Why do your customers buy from you? Find out the answer and you’ll be rewarded with greater connection, more sales and long-term loyalty.

Everything SMB owners do (or should do) is geared toward making customers happy and keeping them loyal to the business’s products and services.

But how much do you really know about your customers? To understand why your customers buy from you, you have to take the time to walk a mile in their shoes.

What benefits can be derived?

Looking at your business from your customers’ perspective reveals where the problems or obstacles are in your company. You also gain a better understanding of your strengths and differentiators. Knowing the reasons why some of your customers are buying your product or service gives you the opportunity to do more of the same, perhaps even better.

A less obvious benefit of this exercise is to determine why you are either losing customers or not winning new business. The customer experience has an impact on your bottom line. Where in the system are potential customers turning away from you and going somewhere else, and why? The answers to this question can be applied to retain customers, gain new ones and boost profitability.

Here are three questions to ask while walking in your customers’ shoes:

1. Where are the customer pain points?

One of the biggest reasons to put yourself in your customers’ position is that it helps you to identify and understand where the pain points lie.

Can your customers easily move from finding your business – whether brick-and-mortar or online – to making a purchase? Try ordering your own product online. Is the process easy or difficult? How many steps did it take to complete the order? Customers like to share their experiences on social platforms. What are they saying about your business? What opinions do they have about your competitors? How can you use this information to improve the customer journey in your business

2. What does a day in the customer’s life look like?

Business products are generally purchased because they solve problems, so a deep understanding of the buyer is required.

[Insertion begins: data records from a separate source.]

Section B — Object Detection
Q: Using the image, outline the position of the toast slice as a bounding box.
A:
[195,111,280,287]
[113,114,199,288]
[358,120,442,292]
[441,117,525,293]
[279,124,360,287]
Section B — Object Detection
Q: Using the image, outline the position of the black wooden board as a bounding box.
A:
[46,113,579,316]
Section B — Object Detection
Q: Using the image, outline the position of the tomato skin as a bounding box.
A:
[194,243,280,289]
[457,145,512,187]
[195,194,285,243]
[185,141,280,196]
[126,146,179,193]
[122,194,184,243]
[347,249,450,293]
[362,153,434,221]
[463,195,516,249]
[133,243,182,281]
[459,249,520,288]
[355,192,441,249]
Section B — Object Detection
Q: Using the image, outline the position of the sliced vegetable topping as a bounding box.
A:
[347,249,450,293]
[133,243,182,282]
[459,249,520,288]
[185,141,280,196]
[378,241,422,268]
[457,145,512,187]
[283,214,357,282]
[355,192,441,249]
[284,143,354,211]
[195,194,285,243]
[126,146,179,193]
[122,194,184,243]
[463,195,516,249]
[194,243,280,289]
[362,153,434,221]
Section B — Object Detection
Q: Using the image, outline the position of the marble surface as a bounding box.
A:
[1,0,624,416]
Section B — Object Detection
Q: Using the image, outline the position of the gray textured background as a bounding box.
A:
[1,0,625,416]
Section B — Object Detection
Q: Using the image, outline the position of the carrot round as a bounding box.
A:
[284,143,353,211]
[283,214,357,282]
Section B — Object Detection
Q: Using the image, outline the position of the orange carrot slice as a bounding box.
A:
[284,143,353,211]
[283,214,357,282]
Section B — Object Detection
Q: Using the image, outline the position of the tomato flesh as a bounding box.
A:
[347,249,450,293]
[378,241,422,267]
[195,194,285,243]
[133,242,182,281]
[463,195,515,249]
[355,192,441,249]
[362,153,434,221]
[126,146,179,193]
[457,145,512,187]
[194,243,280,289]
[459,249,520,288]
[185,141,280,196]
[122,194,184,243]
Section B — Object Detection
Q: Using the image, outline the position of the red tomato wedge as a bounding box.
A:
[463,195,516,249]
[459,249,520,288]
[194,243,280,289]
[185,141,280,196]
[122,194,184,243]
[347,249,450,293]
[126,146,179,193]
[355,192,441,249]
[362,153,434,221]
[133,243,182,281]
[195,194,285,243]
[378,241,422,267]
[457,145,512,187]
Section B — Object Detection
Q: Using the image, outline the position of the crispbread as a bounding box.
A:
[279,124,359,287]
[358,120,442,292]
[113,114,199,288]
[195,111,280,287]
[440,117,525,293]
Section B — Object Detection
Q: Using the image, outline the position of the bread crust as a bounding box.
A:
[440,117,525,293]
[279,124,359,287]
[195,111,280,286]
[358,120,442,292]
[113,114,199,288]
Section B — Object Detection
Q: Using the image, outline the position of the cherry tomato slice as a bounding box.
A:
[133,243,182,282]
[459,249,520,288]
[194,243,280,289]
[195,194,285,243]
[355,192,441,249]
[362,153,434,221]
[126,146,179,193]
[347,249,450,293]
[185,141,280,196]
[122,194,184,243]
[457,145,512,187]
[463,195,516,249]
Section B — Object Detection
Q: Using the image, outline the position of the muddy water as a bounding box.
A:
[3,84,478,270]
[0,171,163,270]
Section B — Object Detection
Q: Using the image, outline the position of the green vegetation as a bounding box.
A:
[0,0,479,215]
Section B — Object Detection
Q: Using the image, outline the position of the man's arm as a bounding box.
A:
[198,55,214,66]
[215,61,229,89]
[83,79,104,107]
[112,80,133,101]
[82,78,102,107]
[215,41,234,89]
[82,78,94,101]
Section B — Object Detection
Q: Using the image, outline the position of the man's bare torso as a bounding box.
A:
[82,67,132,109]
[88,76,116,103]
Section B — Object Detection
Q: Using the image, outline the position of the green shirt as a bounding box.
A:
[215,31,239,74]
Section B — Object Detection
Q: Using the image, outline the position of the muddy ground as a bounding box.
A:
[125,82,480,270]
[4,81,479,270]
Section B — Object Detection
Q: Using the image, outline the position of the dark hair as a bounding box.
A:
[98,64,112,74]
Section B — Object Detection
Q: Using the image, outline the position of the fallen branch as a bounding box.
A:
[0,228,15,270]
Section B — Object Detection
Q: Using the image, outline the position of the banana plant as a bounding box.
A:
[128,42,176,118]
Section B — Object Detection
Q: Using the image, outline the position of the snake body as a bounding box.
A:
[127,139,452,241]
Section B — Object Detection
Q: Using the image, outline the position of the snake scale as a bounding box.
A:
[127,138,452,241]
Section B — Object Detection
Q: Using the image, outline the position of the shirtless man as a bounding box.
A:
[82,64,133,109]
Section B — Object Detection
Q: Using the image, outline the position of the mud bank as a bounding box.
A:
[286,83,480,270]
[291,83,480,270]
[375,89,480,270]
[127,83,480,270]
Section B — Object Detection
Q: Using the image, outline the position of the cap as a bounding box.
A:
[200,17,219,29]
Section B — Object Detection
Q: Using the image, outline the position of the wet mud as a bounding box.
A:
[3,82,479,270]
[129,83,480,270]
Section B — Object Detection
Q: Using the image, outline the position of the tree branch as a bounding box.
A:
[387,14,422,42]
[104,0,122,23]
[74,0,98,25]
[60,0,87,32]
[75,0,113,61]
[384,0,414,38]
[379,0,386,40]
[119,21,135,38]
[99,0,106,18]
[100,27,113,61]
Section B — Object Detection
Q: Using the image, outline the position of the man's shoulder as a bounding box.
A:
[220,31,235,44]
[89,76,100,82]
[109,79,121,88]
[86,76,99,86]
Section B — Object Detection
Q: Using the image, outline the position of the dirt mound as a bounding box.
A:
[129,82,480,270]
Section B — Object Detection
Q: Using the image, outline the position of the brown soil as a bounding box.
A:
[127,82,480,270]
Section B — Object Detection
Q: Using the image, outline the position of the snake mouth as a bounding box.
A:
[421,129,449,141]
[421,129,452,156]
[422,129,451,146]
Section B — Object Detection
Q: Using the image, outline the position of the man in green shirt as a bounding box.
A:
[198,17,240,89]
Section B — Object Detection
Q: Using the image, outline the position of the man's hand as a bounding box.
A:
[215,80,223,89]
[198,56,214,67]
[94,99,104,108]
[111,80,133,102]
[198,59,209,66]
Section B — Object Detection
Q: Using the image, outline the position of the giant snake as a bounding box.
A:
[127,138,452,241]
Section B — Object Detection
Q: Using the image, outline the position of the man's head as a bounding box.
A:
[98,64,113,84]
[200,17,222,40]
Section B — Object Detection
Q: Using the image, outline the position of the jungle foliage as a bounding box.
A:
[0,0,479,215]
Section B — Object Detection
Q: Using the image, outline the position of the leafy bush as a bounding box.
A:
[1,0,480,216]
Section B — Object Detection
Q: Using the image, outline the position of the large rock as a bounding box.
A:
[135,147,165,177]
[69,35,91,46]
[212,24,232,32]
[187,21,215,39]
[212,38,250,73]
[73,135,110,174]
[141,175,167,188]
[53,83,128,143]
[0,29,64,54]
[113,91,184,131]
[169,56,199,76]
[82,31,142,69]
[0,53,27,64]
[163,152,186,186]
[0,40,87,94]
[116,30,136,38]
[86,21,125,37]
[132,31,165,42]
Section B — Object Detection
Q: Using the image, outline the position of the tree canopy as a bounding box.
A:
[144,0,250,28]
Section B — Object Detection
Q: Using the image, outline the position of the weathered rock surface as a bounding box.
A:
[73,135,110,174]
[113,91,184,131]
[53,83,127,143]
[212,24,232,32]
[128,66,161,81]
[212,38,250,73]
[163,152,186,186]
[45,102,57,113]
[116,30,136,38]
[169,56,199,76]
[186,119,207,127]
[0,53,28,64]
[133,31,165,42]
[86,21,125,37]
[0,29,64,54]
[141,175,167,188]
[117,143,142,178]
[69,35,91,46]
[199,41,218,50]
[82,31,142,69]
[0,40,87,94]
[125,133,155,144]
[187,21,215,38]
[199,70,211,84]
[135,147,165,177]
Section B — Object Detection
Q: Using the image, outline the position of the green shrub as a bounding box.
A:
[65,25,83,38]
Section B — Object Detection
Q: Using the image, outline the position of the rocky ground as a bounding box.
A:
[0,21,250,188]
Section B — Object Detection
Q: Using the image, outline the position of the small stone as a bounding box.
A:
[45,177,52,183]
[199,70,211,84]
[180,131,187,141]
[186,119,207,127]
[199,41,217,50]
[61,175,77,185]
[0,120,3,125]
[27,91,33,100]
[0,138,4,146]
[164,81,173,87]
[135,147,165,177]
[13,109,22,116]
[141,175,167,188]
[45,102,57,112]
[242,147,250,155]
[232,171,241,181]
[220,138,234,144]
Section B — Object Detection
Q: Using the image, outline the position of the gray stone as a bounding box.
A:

To build strong relationships with clients, ask them to walk you through their day. How do the potential end users of your product spend their time? What do they do? What other products do they use? How much time do they spend using them? How would life change for these users after they have your product? How does your product or service fit into their lives?

3. What stands in the way of delivery?

Look closely at your organisation. Are there systems, people or performance metrics that get in the way of delivering? Are your employees selling because they are responding to demands and incentives?

Understanding what the customer needs and selling them the right solution for those needs allows your business to do right by the customer and is also the best way to build trust and develop long-term relationships. People want to do business with others they see as problem-solvers and partners who can work with them, rather than someone who is just trying to sell them something.

Selling value – and not products or services – will make your SMB stand out from those that are focused solely on closing the sale.